Modern culture is shown as sick with acedia and men dismissing or gaslighting women. The commune is managed by gentled men. There are no Aragorns in sight.
The key thing missing in the movie is the bear, and masculinity, a force to balance broken womanhood, to modulate life and keep cancer at bay. The men are emasculated, gentled, and dorks. Women have been so burned by bad masculinity that new ‘gods’ are introduced, or restored.
The world is ruled by the May Queen, a flower-clouded Kali of death and life. She is partnered with a silent Quasimodo, who’s choked, human needs sour into violence. Together, they wield violence and trauma to create a culture where everything pretends to be done in daylight, with a sunny logic that ignores all the dissonance just under the surface.
Everyone is regularly taking psychedelics to dull their human responses. The cult dynamics of de-personalizing and group trauma bonding are intense. Everyone is lightly high, and expressing their emotions together. Laughing and screaming creates a riot of internal rewiring and attachment. Individuality sinks back into pre-human, communal living of the animal world
The rules all make the world seem safe and predictable, with the regular injection of outsiders to replenish and sacrifice.
But even that injection causes dissonance and self reflection within the cult. So its important that things are done publicly to gaslight objections. Things are dealt with quickly and violently to break down responses.
And primal violence trauma-bonds each generation, every 90 yrs. Dani’s dream is a summary of the movie, how her fear of abandonment prompts an exhaust of her shadow on the world.
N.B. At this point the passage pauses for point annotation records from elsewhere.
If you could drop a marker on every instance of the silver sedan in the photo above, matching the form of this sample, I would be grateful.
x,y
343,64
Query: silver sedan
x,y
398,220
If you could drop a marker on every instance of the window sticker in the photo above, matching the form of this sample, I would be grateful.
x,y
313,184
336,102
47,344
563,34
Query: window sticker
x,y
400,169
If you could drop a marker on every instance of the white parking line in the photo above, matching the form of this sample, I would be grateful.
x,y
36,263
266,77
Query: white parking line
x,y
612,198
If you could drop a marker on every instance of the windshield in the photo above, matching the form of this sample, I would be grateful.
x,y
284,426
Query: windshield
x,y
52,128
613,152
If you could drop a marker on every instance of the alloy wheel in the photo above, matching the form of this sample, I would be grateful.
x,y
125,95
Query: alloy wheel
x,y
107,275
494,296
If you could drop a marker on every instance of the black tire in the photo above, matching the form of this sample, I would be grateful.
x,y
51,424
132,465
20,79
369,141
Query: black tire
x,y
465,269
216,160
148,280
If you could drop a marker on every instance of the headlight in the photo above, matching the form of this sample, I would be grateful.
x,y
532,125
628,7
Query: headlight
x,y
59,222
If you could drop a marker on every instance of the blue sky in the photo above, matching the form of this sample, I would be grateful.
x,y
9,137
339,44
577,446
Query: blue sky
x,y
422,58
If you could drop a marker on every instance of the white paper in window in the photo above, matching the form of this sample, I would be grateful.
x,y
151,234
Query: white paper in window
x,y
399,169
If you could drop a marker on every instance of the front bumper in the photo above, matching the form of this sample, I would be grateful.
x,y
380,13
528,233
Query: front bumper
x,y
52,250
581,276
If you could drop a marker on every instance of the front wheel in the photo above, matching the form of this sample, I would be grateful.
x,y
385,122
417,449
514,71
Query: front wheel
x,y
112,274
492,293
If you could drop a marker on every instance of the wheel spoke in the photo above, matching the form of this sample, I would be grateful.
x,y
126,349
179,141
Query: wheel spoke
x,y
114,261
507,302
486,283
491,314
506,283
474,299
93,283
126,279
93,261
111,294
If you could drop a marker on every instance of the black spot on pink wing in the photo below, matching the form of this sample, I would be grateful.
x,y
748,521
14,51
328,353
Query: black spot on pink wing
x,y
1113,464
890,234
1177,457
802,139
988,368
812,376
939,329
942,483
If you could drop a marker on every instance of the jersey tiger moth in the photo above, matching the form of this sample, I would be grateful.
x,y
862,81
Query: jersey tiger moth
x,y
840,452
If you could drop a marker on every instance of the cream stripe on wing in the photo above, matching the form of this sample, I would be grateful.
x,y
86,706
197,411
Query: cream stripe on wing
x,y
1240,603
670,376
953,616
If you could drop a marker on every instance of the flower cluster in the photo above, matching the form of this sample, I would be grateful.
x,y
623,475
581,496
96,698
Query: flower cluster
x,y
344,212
And she steps into a terrible role, leaving one cult for another.
I’m not here to say that what this movie needs is a man. No.
What Dani needed was to find the help she craved to detach, to allow her friends to ‘die’ to her, and to strike out into a new life on her own terms. But that inner strength was never modelled, never empowered, or encouraged.
And so she falls from frying pan into the fire.